I was diagnosed with scoliosis when I was four years old, back in the early 1970’s. The treatment at that time involved virtually my entire body being encased in plaster, save for my face and fingers and toes. I vividly remember that two small iron bars supported the plaster on either side of my face, impinging constantly on my vision. This treatment was only available at a hospital for sick children in Liverpool, a considerable distance from my home in Derbyshire – to this day, the sound of a Liverpudlian accent instantly transports me back to that time.
Memory, as neuroscientists inform us, is a fickle, malleable entity. We tend not to remember actual multifaceted incidents, but instead just retain our singular last memory of the incident, and these are constantly reconfigured, remoulded, even reimagined throughout our lives.
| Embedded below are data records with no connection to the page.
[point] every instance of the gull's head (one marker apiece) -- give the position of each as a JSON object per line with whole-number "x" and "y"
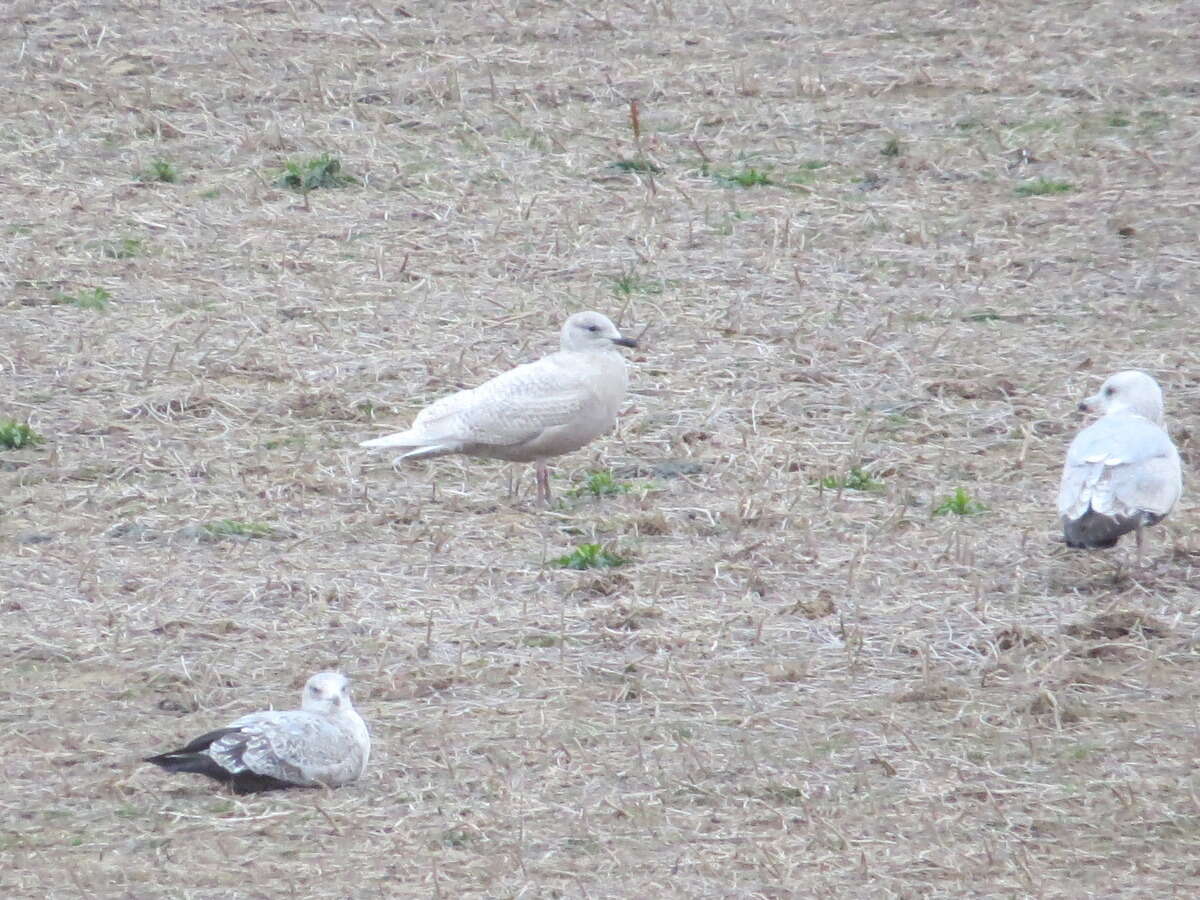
{"x": 592, "y": 331}
{"x": 1129, "y": 391}
{"x": 328, "y": 693}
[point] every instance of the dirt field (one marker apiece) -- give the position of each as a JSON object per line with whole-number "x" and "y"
{"x": 879, "y": 251}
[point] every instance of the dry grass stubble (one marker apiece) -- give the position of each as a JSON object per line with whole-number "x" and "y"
{"x": 791, "y": 690}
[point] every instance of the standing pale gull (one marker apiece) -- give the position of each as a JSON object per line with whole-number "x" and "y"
{"x": 533, "y": 412}
{"x": 322, "y": 744}
{"x": 1122, "y": 472}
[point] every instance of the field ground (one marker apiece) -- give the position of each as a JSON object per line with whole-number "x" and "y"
{"x": 879, "y": 250}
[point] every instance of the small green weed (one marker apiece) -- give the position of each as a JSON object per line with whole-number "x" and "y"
{"x": 589, "y": 556}
{"x": 159, "y": 171}
{"x": 982, "y": 316}
{"x": 13, "y": 435}
{"x": 1043, "y": 186}
{"x": 628, "y": 283}
{"x": 95, "y": 299}
{"x": 322, "y": 171}
{"x": 233, "y": 528}
{"x": 855, "y": 480}
{"x": 960, "y": 503}
{"x": 641, "y": 166}
{"x": 600, "y": 484}
{"x": 744, "y": 178}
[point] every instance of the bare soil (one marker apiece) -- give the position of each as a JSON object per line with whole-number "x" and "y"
{"x": 886, "y": 241}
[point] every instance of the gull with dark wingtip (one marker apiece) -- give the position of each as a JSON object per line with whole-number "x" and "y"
{"x": 322, "y": 744}
{"x": 1122, "y": 473}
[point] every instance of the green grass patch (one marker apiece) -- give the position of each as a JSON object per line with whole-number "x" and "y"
{"x": 1043, "y": 186}
{"x": 95, "y": 299}
{"x": 234, "y": 528}
{"x": 640, "y": 166}
{"x": 13, "y": 435}
{"x": 589, "y": 556}
{"x": 159, "y": 171}
{"x": 960, "y": 503}
{"x": 748, "y": 177}
{"x": 600, "y": 484}
{"x": 853, "y": 480}
{"x": 307, "y": 175}
{"x": 629, "y": 283}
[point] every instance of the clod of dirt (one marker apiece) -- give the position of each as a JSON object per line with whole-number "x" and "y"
{"x": 814, "y": 607}
{"x": 975, "y": 389}
{"x": 929, "y": 691}
{"x": 1011, "y": 637}
{"x": 1114, "y": 625}
{"x": 663, "y": 468}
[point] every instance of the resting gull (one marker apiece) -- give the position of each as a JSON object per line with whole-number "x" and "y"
{"x": 1122, "y": 472}
{"x": 533, "y": 412}
{"x": 324, "y": 743}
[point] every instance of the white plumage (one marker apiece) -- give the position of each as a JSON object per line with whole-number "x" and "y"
{"x": 324, "y": 743}
{"x": 1122, "y": 472}
{"x": 533, "y": 412}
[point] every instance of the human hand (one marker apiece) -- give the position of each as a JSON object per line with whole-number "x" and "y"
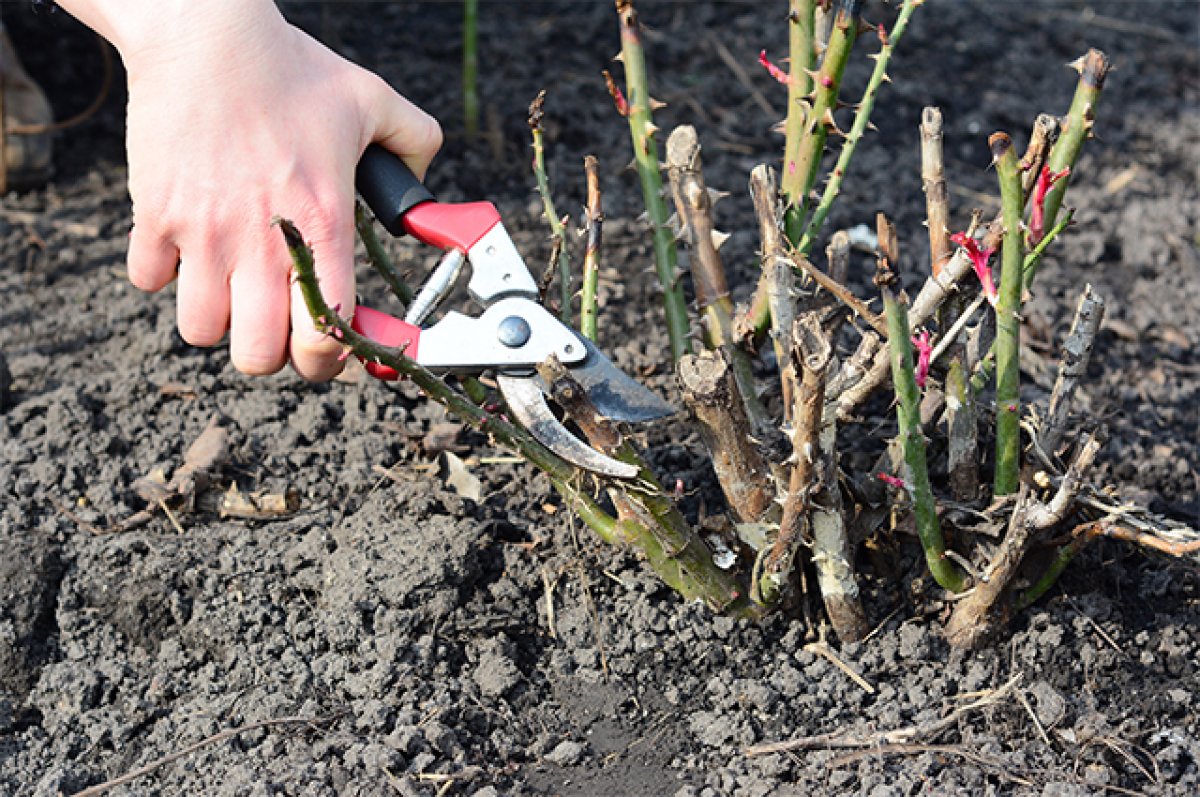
{"x": 235, "y": 117}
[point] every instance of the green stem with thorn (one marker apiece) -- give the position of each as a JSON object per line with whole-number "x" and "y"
{"x": 912, "y": 438}
{"x": 646, "y": 160}
{"x": 862, "y": 121}
{"x": 801, "y": 174}
{"x": 378, "y": 256}
{"x": 557, "y": 228}
{"x": 1008, "y": 323}
{"x": 1077, "y": 129}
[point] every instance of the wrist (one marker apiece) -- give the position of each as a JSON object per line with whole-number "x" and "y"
{"x": 154, "y": 31}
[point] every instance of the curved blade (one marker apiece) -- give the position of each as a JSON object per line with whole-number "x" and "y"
{"x": 612, "y": 391}
{"x": 528, "y": 405}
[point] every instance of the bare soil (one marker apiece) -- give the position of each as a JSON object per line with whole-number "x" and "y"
{"x": 435, "y": 645}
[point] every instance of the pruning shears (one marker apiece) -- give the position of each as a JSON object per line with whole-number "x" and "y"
{"x": 510, "y": 336}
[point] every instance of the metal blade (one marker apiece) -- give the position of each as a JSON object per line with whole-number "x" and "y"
{"x": 612, "y": 391}
{"x": 528, "y": 405}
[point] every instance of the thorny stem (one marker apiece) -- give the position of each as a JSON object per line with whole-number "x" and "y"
{"x": 985, "y": 367}
{"x": 557, "y": 228}
{"x": 802, "y": 51}
{"x": 912, "y": 438}
{"x": 330, "y": 322}
{"x": 646, "y": 159}
{"x": 801, "y": 174}
{"x": 649, "y": 519}
{"x": 1093, "y": 69}
{"x": 592, "y": 250}
{"x": 1008, "y": 323}
{"x": 933, "y": 178}
{"x": 378, "y": 256}
{"x": 859, "y": 126}
{"x": 471, "y": 67}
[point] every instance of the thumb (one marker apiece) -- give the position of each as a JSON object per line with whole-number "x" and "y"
{"x": 401, "y": 127}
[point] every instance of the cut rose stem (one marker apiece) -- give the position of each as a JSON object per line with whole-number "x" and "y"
{"x": 933, "y": 179}
{"x": 814, "y": 353}
{"x": 646, "y": 160}
{"x": 801, "y": 172}
{"x": 562, "y": 263}
{"x": 648, "y": 517}
{"x": 592, "y": 250}
{"x": 1008, "y": 323}
{"x": 859, "y": 126}
{"x": 912, "y": 438}
{"x": 1077, "y": 127}
{"x": 802, "y": 58}
{"x": 694, "y": 208}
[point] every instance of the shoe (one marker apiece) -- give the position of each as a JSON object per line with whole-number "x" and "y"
{"x": 25, "y": 135}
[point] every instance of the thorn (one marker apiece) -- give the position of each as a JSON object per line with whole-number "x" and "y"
{"x": 831, "y": 125}
{"x": 715, "y": 196}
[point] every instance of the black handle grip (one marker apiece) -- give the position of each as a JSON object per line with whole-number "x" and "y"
{"x": 389, "y": 187}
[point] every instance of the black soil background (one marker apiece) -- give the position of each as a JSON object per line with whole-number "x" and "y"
{"x": 445, "y": 646}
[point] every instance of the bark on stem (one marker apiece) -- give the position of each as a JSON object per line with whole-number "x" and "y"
{"x": 1072, "y": 367}
{"x": 694, "y": 205}
{"x": 708, "y": 389}
{"x": 813, "y": 352}
{"x": 933, "y": 179}
{"x": 976, "y": 617}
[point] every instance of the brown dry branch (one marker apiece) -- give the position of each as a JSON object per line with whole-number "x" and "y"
{"x": 1072, "y": 367}
{"x": 814, "y": 353}
{"x": 709, "y": 391}
{"x": 694, "y": 210}
{"x": 202, "y": 460}
{"x": 976, "y": 617}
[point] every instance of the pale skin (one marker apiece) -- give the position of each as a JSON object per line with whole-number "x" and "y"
{"x": 235, "y": 117}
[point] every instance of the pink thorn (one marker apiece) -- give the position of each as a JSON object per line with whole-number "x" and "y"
{"x": 895, "y": 481}
{"x": 979, "y": 258}
{"x": 924, "y": 354}
{"x": 774, "y": 71}
{"x": 1041, "y": 189}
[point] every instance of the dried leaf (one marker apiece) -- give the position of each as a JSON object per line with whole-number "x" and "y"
{"x": 460, "y": 478}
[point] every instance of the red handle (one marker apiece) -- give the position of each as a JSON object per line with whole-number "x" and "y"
{"x": 450, "y": 226}
{"x": 387, "y": 330}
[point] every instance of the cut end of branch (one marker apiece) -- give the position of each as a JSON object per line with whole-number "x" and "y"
{"x": 1093, "y": 67}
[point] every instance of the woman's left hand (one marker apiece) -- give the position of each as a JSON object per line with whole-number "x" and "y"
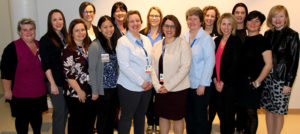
{"x": 286, "y": 89}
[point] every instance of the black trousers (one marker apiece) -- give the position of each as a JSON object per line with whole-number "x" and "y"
{"x": 152, "y": 119}
{"x": 28, "y": 111}
{"x": 133, "y": 107}
{"x": 196, "y": 113}
{"x": 80, "y": 119}
{"x": 106, "y": 109}
{"x": 225, "y": 102}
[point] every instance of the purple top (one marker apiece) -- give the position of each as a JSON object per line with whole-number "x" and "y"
{"x": 29, "y": 77}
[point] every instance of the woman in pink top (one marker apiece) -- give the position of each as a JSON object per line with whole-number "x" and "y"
{"x": 23, "y": 79}
{"x": 225, "y": 74}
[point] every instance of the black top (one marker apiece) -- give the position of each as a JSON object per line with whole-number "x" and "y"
{"x": 9, "y": 63}
{"x": 285, "y": 52}
{"x": 241, "y": 33}
{"x": 252, "y": 61}
{"x": 230, "y": 60}
{"x": 51, "y": 58}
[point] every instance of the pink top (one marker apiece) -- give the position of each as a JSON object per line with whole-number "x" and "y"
{"x": 29, "y": 77}
{"x": 218, "y": 60}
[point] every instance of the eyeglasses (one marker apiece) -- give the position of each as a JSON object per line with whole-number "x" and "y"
{"x": 154, "y": 16}
{"x": 169, "y": 26}
{"x": 88, "y": 12}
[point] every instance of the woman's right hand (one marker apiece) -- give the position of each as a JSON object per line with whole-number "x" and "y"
{"x": 54, "y": 89}
{"x": 8, "y": 95}
{"x": 81, "y": 96}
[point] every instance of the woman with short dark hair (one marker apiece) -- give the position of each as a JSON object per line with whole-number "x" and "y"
{"x": 172, "y": 58}
{"x": 51, "y": 46}
{"x": 76, "y": 88}
{"x": 256, "y": 61}
{"x": 134, "y": 53}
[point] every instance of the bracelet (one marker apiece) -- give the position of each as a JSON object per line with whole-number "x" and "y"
{"x": 257, "y": 84}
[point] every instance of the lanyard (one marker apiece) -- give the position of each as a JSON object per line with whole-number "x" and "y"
{"x": 163, "y": 48}
{"x": 119, "y": 29}
{"x": 193, "y": 43}
{"x": 82, "y": 53}
{"x": 63, "y": 41}
{"x": 140, "y": 43}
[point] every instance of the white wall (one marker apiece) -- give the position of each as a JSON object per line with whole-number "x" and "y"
{"x": 175, "y": 7}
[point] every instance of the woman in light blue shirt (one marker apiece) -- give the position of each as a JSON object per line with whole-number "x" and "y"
{"x": 134, "y": 83}
{"x": 203, "y": 61}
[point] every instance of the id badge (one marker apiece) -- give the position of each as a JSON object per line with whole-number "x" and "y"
{"x": 148, "y": 69}
{"x": 161, "y": 77}
{"x": 105, "y": 57}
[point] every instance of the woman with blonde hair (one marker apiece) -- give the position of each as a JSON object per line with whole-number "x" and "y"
{"x": 153, "y": 32}
{"x": 278, "y": 84}
{"x": 225, "y": 76}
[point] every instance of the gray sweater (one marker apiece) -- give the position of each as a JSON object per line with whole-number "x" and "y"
{"x": 96, "y": 67}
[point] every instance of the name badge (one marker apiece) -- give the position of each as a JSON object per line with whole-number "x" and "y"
{"x": 148, "y": 69}
{"x": 105, "y": 57}
{"x": 161, "y": 77}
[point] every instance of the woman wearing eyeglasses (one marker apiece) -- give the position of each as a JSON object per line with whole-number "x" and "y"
{"x": 152, "y": 31}
{"x": 87, "y": 13}
{"x": 172, "y": 58}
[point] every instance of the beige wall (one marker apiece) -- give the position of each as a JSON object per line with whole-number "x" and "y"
{"x": 5, "y": 28}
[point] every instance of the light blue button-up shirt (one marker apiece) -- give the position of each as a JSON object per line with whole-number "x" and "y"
{"x": 132, "y": 61}
{"x": 203, "y": 59}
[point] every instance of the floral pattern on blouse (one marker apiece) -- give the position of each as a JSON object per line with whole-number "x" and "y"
{"x": 111, "y": 73}
{"x": 75, "y": 66}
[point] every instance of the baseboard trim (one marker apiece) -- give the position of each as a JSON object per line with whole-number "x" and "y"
{"x": 291, "y": 111}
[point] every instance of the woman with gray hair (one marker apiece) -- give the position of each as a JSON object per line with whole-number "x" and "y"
{"x": 23, "y": 79}
{"x": 203, "y": 62}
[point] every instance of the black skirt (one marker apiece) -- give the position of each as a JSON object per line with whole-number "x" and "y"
{"x": 171, "y": 105}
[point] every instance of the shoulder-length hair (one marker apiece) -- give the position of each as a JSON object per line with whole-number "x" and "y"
{"x": 86, "y": 40}
{"x": 206, "y": 9}
{"x": 232, "y": 20}
{"x": 50, "y": 31}
{"x": 117, "y": 5}
{"x": 273, "y": 12}
{"x": 131, "y": 12}
{"x": 175, "y": 21}
{"x": 148, "y": 22}
{"x": 104, "y": 42}
{"x": 83, "y": 5}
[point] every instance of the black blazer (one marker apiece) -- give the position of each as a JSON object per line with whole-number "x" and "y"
{"x": 51, "y": 58}
{"x": 230, "y": 60}
{"x": 285, "y": 52}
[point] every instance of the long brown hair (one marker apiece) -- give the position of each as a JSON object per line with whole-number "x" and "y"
{"x": 71, "y": 43}
{"x": 50, "y": 31}
{"x": 148, "y": 23}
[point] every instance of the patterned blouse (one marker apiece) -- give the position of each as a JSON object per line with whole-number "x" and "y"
{"x": 75, "y": 66}
{"x": 110, "y": 74}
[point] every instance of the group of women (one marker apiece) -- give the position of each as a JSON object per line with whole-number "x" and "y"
{"x": 221, "y": 62}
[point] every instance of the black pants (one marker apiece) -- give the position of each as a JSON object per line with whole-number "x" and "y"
{"x": 152, "y": 119}
{"x": 133, "y": 107}
{"x": 196, "y": 113}
{"x": 225, "y": 102}
{"x": 106, "y": 108}
{"x": 212, "y": 110}
{"x": 80, "y": 118}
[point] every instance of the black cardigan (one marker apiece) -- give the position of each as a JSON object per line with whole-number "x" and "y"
{"x": 230, "y": 60}
{"x": 51, "y": 58}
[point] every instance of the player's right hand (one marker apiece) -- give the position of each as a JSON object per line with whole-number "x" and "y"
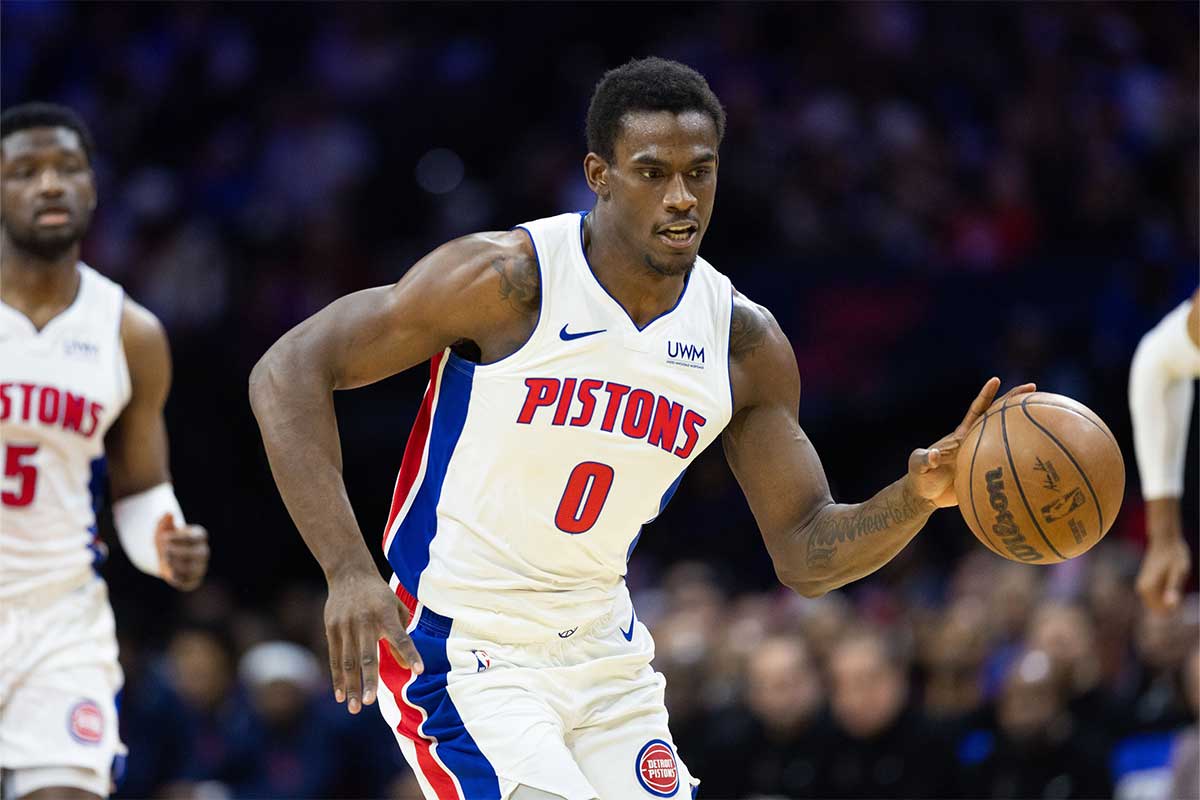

Experiments have shown that people can have very different memories of exactly the same event. With this caveat, I still possess certain specific and vividly haunting memories of that time. The strongest is of me crying and screaming for my parents not to leave me, not to abandon me to this strange and threatening environment, inhabited by people with strange costumes and even stranger accents. This is the earliest memory of my life and it is one of trauma and separation. Allied to this is the even more threatening memory of being subjected to numerous X-rays. I have in my mind’s eye, the imprinted image of me lying on a hard, cold bench surrounded by looming figures wearing masks, subjecting me to an alien and utterly mystifying procedure. Finally, there is the memory of the terrible itches and pricklings that afflicted my skin beneath the plaster shroud. When I finally left hospital after a period of roughly six months, I had to wear a brace around my neck and back which, weirdly, reminds me of the suit of armour Richard III would have worn on Bosworth field.
I have often wondered whether the seeds of my lifelong battle with depression were sown during those lonely, bewildering and frightening days and nights in a Liverpool hospital ward. I have certainly inherited an ineradicable feeling that I am somehow physically repellent – misshapen, deformed, unlovable, even a mutant. Shakespeare famously has his Richard III determine “to prove a villain” as he “cannot be a lover”. I know for certain that when I am in the depths of my mental troubles, I can feel like a small, abandoned and malformed child, crying out for warmth and protection from a overpoweringly hostile, irredeemably intimidating and downright sinister world. The fear and distress I felt when a child invades my adult brain and leaves me as helpless and as rejected as I felt then. This now seems such a part of my mental and emotional make-up that I find it impossible to imagine being free of this fear and dread. In some profound sense, I am psychologically frozen at that time, still a broken child.
The type of scoliosis Richard III suffered from, I learned, is known as idiopathic adolescent onset scoliosis, meaning in layman’s terms that unlike mine, it wasn’t present at birth but developed after the age of ten. No Liverpool hospital, X-rays and fearsome matrons for him. As I took my leave of the museum, though, I felt a definite affinity across the centuries with the defeated king. Perhaps the allegedly dark and suspicious aspects of his character were, quite simply, the outward expressions of a man battling with the psychological consequences of his disability in a world lacking sympathy and understanding, while still trying to exude the majesty of monarchy.